TOUCHED BY LYME: Coming back to life after Lyme disease

Each September, new college freshmen take on Boston by storm. My friends and I watch them on the T, sometimes rolling our eyes at their herd-like movements and propensity for discussing their drama so loudly that we can’t help but hear them.  We check out their outfits, leggings covered by short dresses we’re too old to wear, or tiny running shorts barely covering tanned, muscular legs. One friend recently mused aloud what we were all thinking, “Oh, to be 19 again…”

It’s a universal feeling, wanting to cling to youth. For Lymies, the feeling is less about nostalgia and more about grief for lost time. At some point for people struggling with chronic tick-borne disease, one tick stopped the clock entirely. I sometimes joke that I feel like I went to sleep when I was 25 (when I first got diagnosed) and woke up when I was 33 (when I went into remission and moved to Boston). For all the laughs I get, the truth is, there’s nothing funny at all about losing eight years of your life.

I recently wrote an essay for an anthology on reverse culture shock, in which I talked about the difficulties associated with “coming back to life” after an isolating illness. Late-stage cases of tick-borne disease often leave victims bedridden, too exhausted to even take a ride to the post office, let alone work, get out and about with friends, or do any of the normal things people their age do. Contact with friends trickles from phone calls to occasional emails, peppered once in a while with homebound visits.

I loved when my friends came to see me at my parents’ house, where I was convalescing. We would gather around a dining room table that had not really been mine for many years; I would host lunch in a house that was not supposed to be my own, with friends who were out living the life I was supposed to be living. I clung to these visits, for there is no better medicine than joy, laughter, and stories that remind you of who you once were, of who you might someday be again.

But those visits were also a glaring reminder of who I was not right then. While I spent my days alternately sleeping and self-administering intravenous antibiotics, my contemporaries were building careers, getting married, starting families, buying houses. They were moving forward at a natural pace in the land of the living, while I was struggling to merely survive.

As I got better and slowly stepped out into the real world, I found myself jarred by sensory overload. “Fun” activities for people my age—movies, nights out in loud clubs—sent my neurological symptoms into a tailspin, and I would spend days in bed recovering from the outing. I settled for quick trips to coffee shops or meals out with friends, but even these outings took on distorted weight. It shouldn’t be that exciting for a 20-something to go out for coffee, to be able to drive to a restaurant in the next town. For Lymies, each of these successes means the clock is slowly moving forward again, that we are rejoining the pulse of normal life.

People often ask me how my chronic illnesses affect my life now that I am living on my own and attending graduate school in Boston. I tell them that I still have limitations—I still take medicine every day, I still have to nap every afternoon, I still have to be very careful about pacing myself—but for the most part, I’m leading a relatively normal life. My normal is a new normal, but it works for me, because it’s a living, forward-motion normal.

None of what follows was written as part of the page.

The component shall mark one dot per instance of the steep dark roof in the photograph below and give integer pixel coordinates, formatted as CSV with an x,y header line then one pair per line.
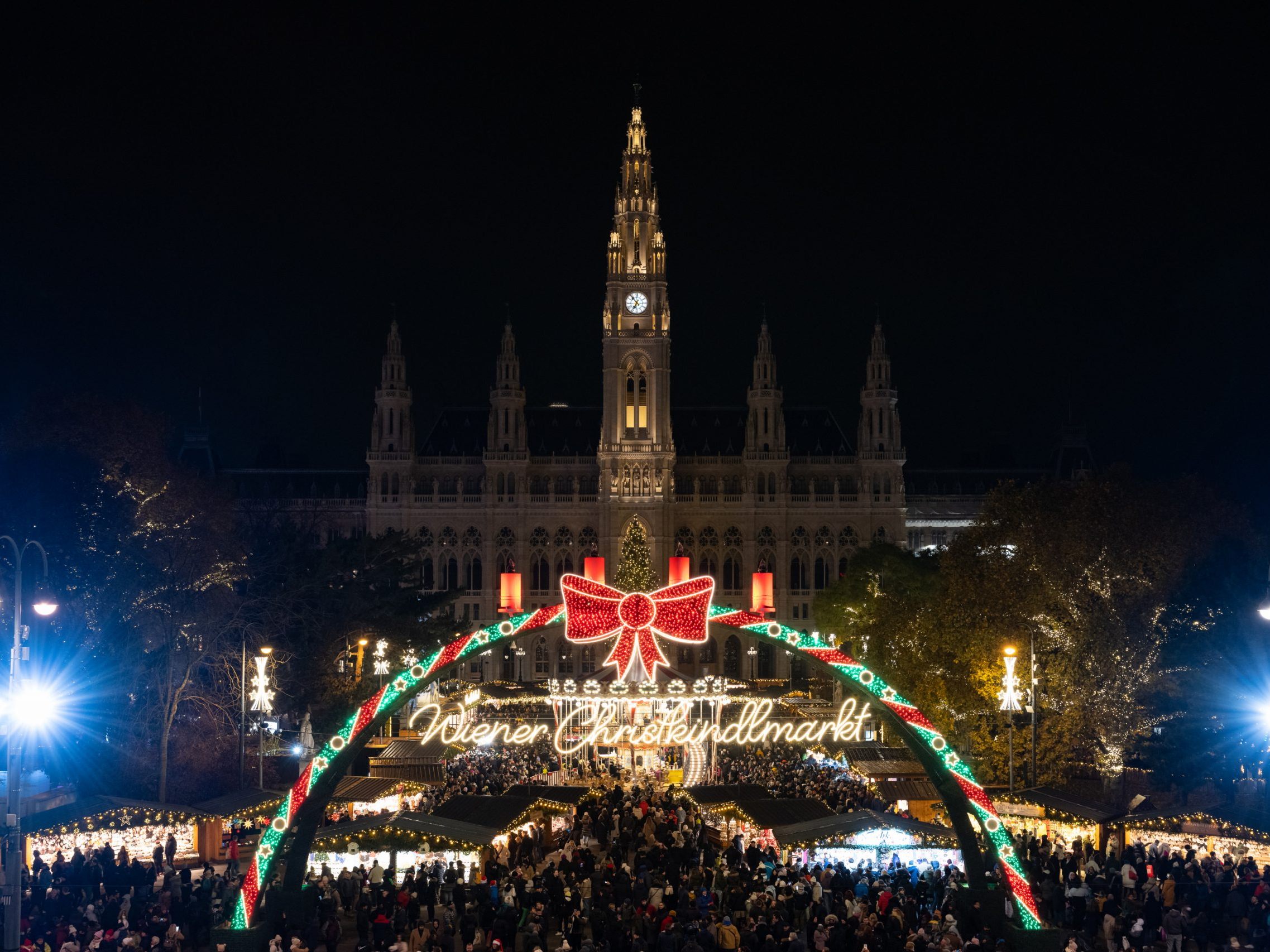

Nevertheless, the lost time is still, at times, glaringly obvious. The last time I was really able to live this normal of a life, I was 25. I’m not 25 anymore—not in body, mind or spirit—but I don’t really feel 33 (now 34) either. I missed all the “normal” years of finding soul mates, building nest eggs, settling down. I get nervous when I think of all the things people my age are “supposed” to be doing. My biological clock ticks louder and louder each time I play with friends’ kids. Emotionally, I’m on par with my peers, but where we are in life does not match up.

I connect more with the younger students in my graduate program in this sense. Though those just out of college do seem quite young to me, my classmates who are in their mid-to-late-twenties share my goals of getting married, getting published, getting serious about our lives. I’m grateful to have this new group of friends to go through this process with me, even if technically, I’m a few years older than they are.

Because really, age is just a number, right? I recently told a friend that I wish I could be 28, because that’s how old I feel. She looked at me quite seriously and said, “So be 28.”

And so I will. Tick-borne disease robbed me of so many years; now that it’s time to re-start the clock, I’m going to be the one in charge. Watch out, world. There’s a new 28-year-old in your midst, and she is ready to take the world by storm.